Explanation regarding the imports

fitz (PyMuPDF): A library for PDF document handling. It allows you to open, read, and manipulate PDF files.
PIL (Pillow): Python Imaging Library used for opening, manipulating, and saving image files.
io: A core Python module providing the tools to handle various types of I/O operations, used here to handle in-memory binary streams.
numpy: A library for numerical operations in Python, used here to perform image comparisons.

The script performs two main tasks:

Image Validation:

Function: validate_pdf_images(pdf_path, expected_images_paths)
Process:
- Extracts images from the PDF using PyMuPDF.
- Compares each extracted image with expected images using image resizing, grayscale conversion, and mean squared error (MSE) for similarity measurement.
Outcome: Prints whether all images match the expected images.

Text Validation:

Function: validate_partial_text_in_single_page(pdf_path, expected_texts)
Process:
- Extracts text from the single page of the PDF using PyMuPDF.
- Normalizes the text (lowercase, removes extra whitespace).
- Checks if specific expected text snippets are present in the normalized extracted text.
Outcome: Prints whether all expected text snippets are found in the PDF.

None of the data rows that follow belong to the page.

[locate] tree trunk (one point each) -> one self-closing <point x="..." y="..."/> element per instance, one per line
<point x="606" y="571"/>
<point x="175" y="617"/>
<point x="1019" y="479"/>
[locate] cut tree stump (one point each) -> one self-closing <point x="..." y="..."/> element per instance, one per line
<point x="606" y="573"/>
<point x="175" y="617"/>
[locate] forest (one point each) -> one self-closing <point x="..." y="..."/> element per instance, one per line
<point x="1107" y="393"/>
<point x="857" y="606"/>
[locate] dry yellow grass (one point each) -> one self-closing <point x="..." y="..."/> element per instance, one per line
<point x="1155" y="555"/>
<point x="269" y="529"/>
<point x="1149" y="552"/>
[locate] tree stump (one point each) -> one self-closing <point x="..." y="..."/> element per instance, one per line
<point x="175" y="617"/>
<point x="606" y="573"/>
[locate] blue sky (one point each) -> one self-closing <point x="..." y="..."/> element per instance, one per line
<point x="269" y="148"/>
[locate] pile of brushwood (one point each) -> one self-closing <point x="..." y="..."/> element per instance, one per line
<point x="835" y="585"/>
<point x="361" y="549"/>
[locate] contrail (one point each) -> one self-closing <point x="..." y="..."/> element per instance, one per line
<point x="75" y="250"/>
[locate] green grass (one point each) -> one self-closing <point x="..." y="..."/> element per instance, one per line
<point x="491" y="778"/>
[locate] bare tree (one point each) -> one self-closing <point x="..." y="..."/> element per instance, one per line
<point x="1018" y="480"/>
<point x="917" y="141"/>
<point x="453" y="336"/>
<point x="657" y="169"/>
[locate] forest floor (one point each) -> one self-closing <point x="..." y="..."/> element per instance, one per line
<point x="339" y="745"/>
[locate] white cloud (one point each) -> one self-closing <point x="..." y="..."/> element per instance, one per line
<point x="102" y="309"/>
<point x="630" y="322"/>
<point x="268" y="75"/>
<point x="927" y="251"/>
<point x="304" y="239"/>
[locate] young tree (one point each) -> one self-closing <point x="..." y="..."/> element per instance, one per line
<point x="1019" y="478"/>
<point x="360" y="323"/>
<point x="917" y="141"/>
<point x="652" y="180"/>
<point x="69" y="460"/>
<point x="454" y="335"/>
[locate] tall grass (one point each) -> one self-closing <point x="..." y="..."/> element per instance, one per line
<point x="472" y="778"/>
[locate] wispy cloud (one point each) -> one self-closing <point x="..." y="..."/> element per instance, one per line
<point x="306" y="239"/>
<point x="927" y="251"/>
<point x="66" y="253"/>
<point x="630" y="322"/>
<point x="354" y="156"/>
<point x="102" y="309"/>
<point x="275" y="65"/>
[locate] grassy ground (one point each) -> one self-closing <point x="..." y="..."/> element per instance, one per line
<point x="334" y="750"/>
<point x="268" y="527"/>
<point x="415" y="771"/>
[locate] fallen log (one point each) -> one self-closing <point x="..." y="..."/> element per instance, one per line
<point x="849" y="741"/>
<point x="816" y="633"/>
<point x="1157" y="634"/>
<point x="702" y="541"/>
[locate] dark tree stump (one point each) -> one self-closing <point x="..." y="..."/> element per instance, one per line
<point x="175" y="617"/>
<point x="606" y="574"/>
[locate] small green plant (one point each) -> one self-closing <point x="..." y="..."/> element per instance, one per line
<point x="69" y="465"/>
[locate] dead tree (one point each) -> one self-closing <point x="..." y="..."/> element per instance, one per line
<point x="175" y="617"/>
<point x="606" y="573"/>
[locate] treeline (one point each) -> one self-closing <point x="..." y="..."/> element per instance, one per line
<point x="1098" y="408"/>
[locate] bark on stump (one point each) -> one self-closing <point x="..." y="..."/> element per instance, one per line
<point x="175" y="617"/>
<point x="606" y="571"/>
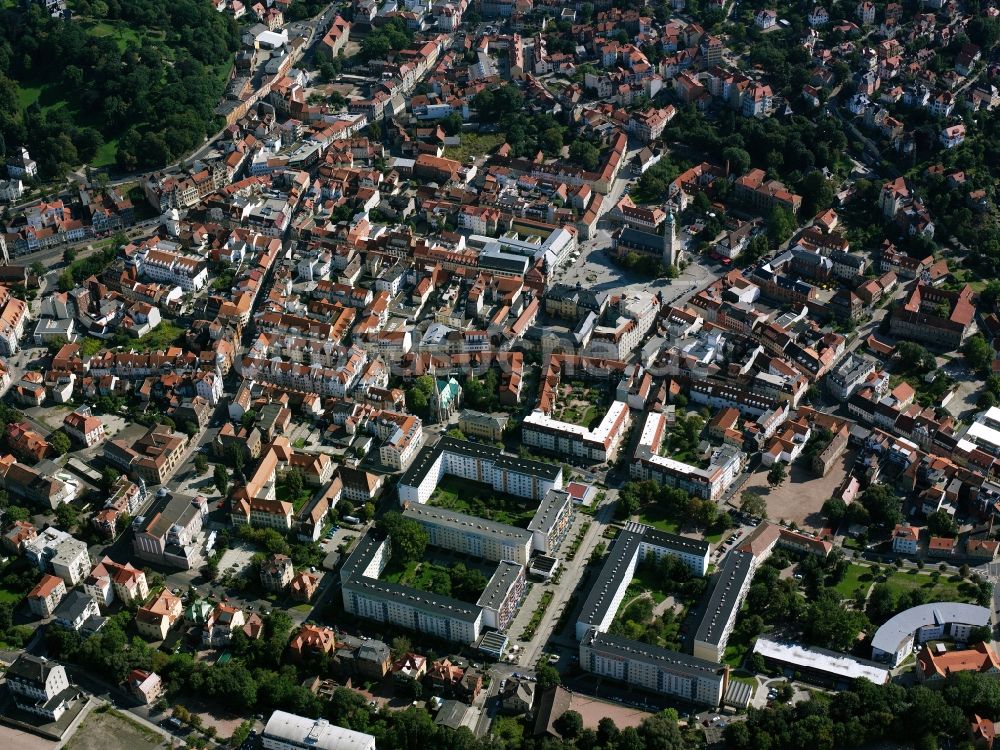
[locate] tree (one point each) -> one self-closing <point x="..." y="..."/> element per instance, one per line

The collection of texts in this example is a list, but you can make this more easy for business analyst and create functionality in excel

Integrating with CI/CD

name: PDF Validation

on:
  push:
    branches:
      - main
  pull_request:
    branches:
      - main

jobs:
  validate_pdf:
    runs-on: ubuntu-latest
    steps:
    - name: Checkout repository
      uses: actions/checkout@v2

    - name: Set up Python
      uses: actions/setup-python@v2
      with:
        python-version: '3.x'

    - name: Install dependencies
      run: |
        python -m venv pdf_test_env
        source pdf_test_env/bin/activate
        pip install pymupdf pillow numpy

    - name: Run PDF validation script
      run: |
        source pdf_test_env/bin/activate
        python validate_pdf.py

The run in github actions

The image check is successful, bear in mind that I put the threshold on 0.60. Make sure to create a good expected image to compare

 def compare_images(img1, img2, threshold=0.60):

As you can see in my github actions log the text snippet failed info@bsure-digital.n44 instead of info@bsure-digital.nl

Integration with selenium/playwright/cypress

This open source functionality can work together with testautomation web applications that generate PDFs. Let’s say you download the pdf and then use this open source functionality as a separate pipeline to validate the content. This can be a business case

The demo example

I created a demo example here

https://github.com/learn-automated-testing/pdftesterpython

Conclusion

Automating PDF validation in your CI/CD pipeline ensures that every PDF your application generates meets the required standards, saving time and preventing errors. By using open-source tools like PyMuPDF, Pillow, and NumPy, along with Python’s flexibility, you can create a robust validation process that integrates seamlessly into your development workflow and integrate this to your test automation ui api or whatever.With this setup, you can confidently deploy updates knowing that your PDFs are accurate and error-free, enhancing the reliability of the application.